If she was tired then, she must surely be tired now. Forty-eight years ago this month, Alabama seamstress Rosa Parks took a seat in history, touching off a legal battle - and a 381-day bus boycott - that proved pivotal to the American civil rights movement.
Nearly a half century later, Ms. Parks is in court again - not to fight for her rights, but to defend her name.
Parks is suing rap duo OutKast for naming a song after her on its 1998 album "Aquemini." Last week, the US Supreme Court cleared the way for her to proceed with the lawsuit, which claims the song uses her name to sell a product she does not endorse.
This is not the first time the civil rights pioneer has taken a stand against popular culture's appropriation of her legacy. Last year, Parks boycotted the NAACP Image Awards, at which a movie about her life was celebrated, to protest another nominated film, "Barbershop," in which a character makes what Parks called "hurtful jokes" about her status as a black icon.
The ensuing flap has left some Americans raised on tales of Parks's heroism wondering: Why is this venerable icon suddenly under siege?
"Rosa Parks' legacy is in danger," says Doreen Loury, a professor of African-American studies at Arcadia University in Philadelphia. "Not because of its mention in popular movies and song, but because so few Americans who can recognize the great lady's face on a poster, have any idea what legal, political, and personal struggles put her there."

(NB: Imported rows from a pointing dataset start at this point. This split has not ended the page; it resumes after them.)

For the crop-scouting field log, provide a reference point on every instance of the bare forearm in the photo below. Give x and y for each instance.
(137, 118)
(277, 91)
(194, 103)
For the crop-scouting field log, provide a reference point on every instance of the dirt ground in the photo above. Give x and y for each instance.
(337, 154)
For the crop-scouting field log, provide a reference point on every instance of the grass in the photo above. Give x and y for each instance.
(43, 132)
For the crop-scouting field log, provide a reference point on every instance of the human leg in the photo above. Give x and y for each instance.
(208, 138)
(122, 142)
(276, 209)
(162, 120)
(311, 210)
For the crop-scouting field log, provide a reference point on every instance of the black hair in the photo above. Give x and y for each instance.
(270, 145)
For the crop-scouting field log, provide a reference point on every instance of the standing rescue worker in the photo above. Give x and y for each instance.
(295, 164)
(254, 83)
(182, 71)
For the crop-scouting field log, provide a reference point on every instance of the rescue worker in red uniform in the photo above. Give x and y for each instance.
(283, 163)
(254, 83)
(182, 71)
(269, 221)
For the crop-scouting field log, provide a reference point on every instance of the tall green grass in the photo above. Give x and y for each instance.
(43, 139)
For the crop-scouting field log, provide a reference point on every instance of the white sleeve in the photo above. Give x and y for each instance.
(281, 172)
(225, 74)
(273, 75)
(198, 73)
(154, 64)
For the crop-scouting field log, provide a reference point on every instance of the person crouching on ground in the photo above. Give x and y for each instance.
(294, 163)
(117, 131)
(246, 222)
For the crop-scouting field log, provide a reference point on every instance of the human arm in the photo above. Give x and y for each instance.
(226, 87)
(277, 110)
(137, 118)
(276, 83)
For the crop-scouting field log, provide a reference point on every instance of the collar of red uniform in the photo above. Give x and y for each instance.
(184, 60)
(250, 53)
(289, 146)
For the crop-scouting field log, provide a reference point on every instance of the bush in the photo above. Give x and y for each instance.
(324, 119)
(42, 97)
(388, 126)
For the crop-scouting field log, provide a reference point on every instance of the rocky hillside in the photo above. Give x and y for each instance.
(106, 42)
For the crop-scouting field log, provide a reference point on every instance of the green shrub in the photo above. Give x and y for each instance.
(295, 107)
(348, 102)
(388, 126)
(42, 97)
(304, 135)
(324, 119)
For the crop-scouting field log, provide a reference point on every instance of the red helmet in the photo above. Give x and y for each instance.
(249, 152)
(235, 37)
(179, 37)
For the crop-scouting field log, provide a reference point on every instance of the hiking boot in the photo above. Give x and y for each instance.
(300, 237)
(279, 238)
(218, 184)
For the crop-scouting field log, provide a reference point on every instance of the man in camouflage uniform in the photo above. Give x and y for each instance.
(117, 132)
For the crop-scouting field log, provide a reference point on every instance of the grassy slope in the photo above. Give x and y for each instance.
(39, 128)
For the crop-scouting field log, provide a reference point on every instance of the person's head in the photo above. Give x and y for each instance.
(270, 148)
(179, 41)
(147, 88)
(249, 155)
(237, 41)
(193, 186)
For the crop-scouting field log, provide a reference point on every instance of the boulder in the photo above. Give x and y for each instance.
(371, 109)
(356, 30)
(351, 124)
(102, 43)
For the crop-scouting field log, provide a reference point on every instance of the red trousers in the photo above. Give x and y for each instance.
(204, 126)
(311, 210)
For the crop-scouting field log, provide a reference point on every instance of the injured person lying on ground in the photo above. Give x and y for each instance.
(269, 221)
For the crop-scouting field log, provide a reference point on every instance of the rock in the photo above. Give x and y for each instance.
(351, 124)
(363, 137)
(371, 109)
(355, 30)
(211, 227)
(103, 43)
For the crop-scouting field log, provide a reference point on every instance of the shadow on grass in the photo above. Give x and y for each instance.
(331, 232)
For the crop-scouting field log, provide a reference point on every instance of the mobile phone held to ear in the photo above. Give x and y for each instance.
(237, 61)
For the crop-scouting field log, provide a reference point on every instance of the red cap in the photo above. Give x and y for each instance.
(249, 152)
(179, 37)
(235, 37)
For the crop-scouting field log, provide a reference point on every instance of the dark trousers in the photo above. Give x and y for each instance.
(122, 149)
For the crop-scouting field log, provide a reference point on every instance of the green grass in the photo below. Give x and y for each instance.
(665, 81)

Partly, historians say, Parks's discomfort with these portrayals resembles that of other unintentional celebrities. But Parks's struggles also bring up race issues that are anything but black and white. Her renown spans the country. Her story - or a version of it, anyway - will be taught in almost every school in America. She is commonly promoted, often by white teachers, as a role model for black students.

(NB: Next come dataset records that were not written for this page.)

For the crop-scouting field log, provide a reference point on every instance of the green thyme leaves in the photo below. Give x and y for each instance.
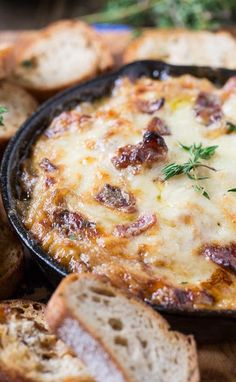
(197, 154)
(231, 127)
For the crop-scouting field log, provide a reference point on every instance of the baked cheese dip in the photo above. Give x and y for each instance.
(140, 186)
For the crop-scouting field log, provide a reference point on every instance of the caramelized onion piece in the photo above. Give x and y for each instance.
(150, 107)
(72, 223)
(134, 229)
(208, 108)
(65, 121)
(158, 126)
(48, 166)
(115, 197)
(224, 256)
(177, 298)
(152, 149)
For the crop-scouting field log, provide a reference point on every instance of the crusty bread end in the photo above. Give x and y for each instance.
(117, 335)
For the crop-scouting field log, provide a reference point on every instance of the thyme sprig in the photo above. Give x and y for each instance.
(197, 153)
(3, 110)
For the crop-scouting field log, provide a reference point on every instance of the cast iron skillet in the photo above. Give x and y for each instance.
(205, 325)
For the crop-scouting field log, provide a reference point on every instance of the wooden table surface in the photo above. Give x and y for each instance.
(217, 362)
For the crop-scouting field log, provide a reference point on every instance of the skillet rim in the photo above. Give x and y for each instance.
(20, 144)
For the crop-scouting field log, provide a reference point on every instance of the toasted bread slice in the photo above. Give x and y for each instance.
(19, 104)
(183, 47)
(29, 353)
(6, 62)
(120, 338)
(64, 53)
(11, 259)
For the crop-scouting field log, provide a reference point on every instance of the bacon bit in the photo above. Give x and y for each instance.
(150, 107)
(48, 166)
(141, 225)
(49, 181)
(224, 256)
(84, 118)
(114, 197)
(66, 121)
(157, 125)
(150, 150)
(208, 108)
(181, 298)
(72, 223)
(230, 85)
(27, 181)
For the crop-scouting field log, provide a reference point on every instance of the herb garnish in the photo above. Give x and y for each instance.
(197, 153)
(231, 127)
(27, 63)
(3, 110)
(72, 237)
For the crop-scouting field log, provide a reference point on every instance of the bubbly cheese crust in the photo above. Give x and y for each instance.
(95, 197)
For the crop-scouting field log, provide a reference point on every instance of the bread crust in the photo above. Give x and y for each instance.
(6, 63)
(34, 311)
(61, 321)
(10, 281)
(132, 51)
(24, 45)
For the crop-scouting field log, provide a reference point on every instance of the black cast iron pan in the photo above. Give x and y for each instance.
(205, 325)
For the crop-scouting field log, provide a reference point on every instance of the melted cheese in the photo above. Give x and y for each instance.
(169, 251)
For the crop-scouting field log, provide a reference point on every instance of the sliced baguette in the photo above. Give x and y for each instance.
(29, 353)
(118, 337)
(19, 104)
(64, 53)
(183, 47)
(11, 259)
(6, 62)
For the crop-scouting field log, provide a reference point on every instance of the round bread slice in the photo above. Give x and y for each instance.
(181, 47)
(11, 259)
(63, 54)
(29, 353)
(6, 62)
(120, 338)
(19, 105)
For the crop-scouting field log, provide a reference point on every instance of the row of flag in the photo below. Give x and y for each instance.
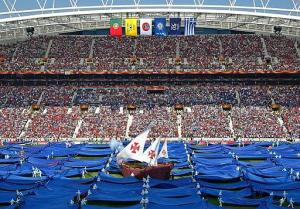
(148, 27)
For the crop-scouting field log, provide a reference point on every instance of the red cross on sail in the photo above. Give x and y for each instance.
(134, 150)
(150, 155)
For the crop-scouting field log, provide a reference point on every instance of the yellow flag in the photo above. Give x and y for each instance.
(131, 27)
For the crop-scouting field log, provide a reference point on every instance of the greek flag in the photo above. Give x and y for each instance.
(189, 24)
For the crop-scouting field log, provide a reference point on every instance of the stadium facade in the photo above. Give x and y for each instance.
(53, 17)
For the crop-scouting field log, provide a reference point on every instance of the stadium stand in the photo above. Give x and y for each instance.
(197, 54)
(108, 117)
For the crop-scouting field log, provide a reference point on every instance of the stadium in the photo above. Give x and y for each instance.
(149, 104)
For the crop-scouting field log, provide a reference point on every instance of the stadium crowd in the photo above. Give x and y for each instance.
(80, 54)
(107, 117)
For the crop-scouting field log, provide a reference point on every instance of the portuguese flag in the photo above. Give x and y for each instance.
(116, 27)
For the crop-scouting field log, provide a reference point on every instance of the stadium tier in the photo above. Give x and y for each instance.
(186, 111)
(201, 54)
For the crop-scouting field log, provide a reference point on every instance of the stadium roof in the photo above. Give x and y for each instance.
(55, 16)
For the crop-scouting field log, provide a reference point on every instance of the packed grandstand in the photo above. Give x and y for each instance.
(210, 91)
(182, 54)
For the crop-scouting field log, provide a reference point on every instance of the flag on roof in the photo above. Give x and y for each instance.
(160, 26)
(116, 27)
(175, 26)
(146, 27)
(189, 26)
(131, 27)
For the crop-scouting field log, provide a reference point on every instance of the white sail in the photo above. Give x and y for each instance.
(151, 154)
(134, 150)
(164, 151)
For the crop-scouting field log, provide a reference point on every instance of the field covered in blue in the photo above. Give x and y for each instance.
(56, 175)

It stands to reason, says Thomas Ross, a law professor at the University of Pittsburgh who specializes in race issues, that African-American artists who grew up on her story would need to grapple with it - even to an extent that might appear a kind of cultural blasphemy.
Dr. Loury believes that black Americans should be suspicious of figures white America has embraced as "black icons." In Parks' case, she says, that skepticism is justified, not by the woman herself, but because the stories most often taught about her in school are a whitewash.
Parks was not just "tired" when she sat at the front of that bus, historians agree. She volunteered for the NAACP. She knew its lawyers were waiting for a case with which to test Montgomery's segregation laws. And when they came to bail her out of jail, she answered their call.
Besides, others point out, it's not clear that the artists in question are picking on Parks. Apart from a pair of lines in the "Rosa Parks" chorus - "Ah ha, hush that fuss/ Everybody move to the back of the bus" - the song contains no reference to her, dwelling instead on the popularity of its singers and their fears that such fame is transient.
The "Barbershop" scene, by contrast, is an explicit critique of Parks' iconization by mainstream America. In it, Eddie, a crusty old barber, argues that plenty of African-Americans took courageous stands on buses before Parks did, but that she got the publicity - and the place in history - because she was a secretary at the NAACP. "There's three things that black people gotta tell the truth about," he says. "One, Rodney King shoulda got ... beat for driving drunk.... Two, O.J. did it. And three, Rosa Parks ain't do nothing but sit ... down."
Dr. Ross says there's now a double standard at work in both popular culture and academic life about who can say what regarding race - and he's not sure that's a bad thing. If a white artist like Sting were to use "the n-word" in a song, the public outcry would be deafening (as Latina star Jennifer Lopez discovered a few years ago) - but the word is ubiquitous in rap music by African-Americans. In academia too, he says, there's a pervasive sense that it's a minority group's prerogative to criticize its own.
Loury says it's her impression that, far from disrespecting Parks, OutKast's song points out "that 'negroes' have gotten so complacent that if they don't remember Rosa Parks, then ha ha, they're going to the back of the bus."